# Seasonal Staff from Ukraine, Russia and China



## jobofer.ru (Mar 16, 2012)

Hello,
Searching for Employment Opportunities for my many J1 Students this Summer. Let me know if you have a job to offer or know someone that does! Your help is appreciated. I will be looking to place 2-20 students in great positions this summer. Any insight or positions you might have would be great! 
Email me at support@jobofer.org, 
phone: (908) 574 4047, 
phone: (908) 574 4796,
skype: jobofer.ru

Sincerely, Ruslan


----------



## Puddy_Tat (Mar 16, 2012)




----------



## Belushi (Mar 16, 2012)

Lol


----------



## JimW (Mar 16, 2012)

I'm a recruiter for a major Bond villain who likes his henchpersons diverse.

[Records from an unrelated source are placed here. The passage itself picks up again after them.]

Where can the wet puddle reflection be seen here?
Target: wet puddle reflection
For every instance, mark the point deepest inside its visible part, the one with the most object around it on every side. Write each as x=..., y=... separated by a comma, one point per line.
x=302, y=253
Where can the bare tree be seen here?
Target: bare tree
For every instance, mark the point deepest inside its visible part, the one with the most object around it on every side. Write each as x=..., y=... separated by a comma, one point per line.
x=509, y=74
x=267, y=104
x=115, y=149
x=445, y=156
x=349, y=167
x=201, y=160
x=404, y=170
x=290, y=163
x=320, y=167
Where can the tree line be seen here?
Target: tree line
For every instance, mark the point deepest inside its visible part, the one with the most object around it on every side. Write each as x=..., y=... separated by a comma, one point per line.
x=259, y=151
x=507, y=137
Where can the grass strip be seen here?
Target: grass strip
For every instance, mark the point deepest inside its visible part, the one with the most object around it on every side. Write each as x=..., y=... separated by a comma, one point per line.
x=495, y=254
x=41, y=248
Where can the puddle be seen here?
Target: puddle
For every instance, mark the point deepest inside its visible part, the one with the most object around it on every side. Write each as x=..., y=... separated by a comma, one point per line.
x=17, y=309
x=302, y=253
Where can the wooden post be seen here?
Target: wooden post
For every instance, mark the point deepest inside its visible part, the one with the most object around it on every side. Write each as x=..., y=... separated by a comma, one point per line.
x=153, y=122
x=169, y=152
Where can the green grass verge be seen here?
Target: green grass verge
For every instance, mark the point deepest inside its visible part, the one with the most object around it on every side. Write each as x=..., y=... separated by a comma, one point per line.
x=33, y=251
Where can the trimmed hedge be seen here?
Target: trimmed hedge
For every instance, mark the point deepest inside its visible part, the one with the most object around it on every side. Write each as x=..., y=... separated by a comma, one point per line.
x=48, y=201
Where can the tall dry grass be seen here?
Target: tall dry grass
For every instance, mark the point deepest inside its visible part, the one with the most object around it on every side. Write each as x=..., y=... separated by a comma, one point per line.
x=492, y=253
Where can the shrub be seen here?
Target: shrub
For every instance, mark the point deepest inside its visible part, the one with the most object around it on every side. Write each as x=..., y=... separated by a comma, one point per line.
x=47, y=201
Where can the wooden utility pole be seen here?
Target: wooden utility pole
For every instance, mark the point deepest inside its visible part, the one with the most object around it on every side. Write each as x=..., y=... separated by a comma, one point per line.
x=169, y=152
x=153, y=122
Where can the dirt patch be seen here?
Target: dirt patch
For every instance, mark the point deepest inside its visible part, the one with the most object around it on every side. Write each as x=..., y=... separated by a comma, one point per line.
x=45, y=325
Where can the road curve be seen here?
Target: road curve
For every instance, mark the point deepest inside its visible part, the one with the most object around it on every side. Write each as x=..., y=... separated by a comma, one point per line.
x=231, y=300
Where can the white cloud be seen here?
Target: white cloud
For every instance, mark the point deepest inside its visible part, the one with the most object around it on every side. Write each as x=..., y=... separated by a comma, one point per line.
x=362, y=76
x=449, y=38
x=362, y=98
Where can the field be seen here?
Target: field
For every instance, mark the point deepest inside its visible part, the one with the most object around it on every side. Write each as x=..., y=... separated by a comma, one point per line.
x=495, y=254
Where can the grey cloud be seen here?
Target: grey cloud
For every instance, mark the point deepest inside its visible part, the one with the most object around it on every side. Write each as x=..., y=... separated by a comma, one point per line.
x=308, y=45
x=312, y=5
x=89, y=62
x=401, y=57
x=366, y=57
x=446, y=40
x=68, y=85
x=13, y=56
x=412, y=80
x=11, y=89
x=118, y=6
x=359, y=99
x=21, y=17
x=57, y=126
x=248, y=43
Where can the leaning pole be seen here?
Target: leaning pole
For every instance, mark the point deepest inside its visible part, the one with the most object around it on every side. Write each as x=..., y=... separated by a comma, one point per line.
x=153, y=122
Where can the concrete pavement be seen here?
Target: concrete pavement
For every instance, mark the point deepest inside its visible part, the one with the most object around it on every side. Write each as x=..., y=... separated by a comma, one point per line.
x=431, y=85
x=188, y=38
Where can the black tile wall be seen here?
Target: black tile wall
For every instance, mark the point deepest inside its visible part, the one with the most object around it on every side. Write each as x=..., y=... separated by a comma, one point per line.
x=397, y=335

Candidates must look good in a jumpsuit and not mind dying in droves.


----------



## DotCommunist (Mar 16, 2012)

I'll take half a dozen russians, in many positions


----------



## ddraig (Mar 16, 2012)

aaaaarrrgh exspamtation now as well!!!


----------



## QueenOfGoths (Mar 16, 2012)

Perfect, I need some slaves people to row my Cleopatra style barge up and down the Thames this summer. £1.20 per hour plus all the swans you can catch (but don't tell the Queen)


----------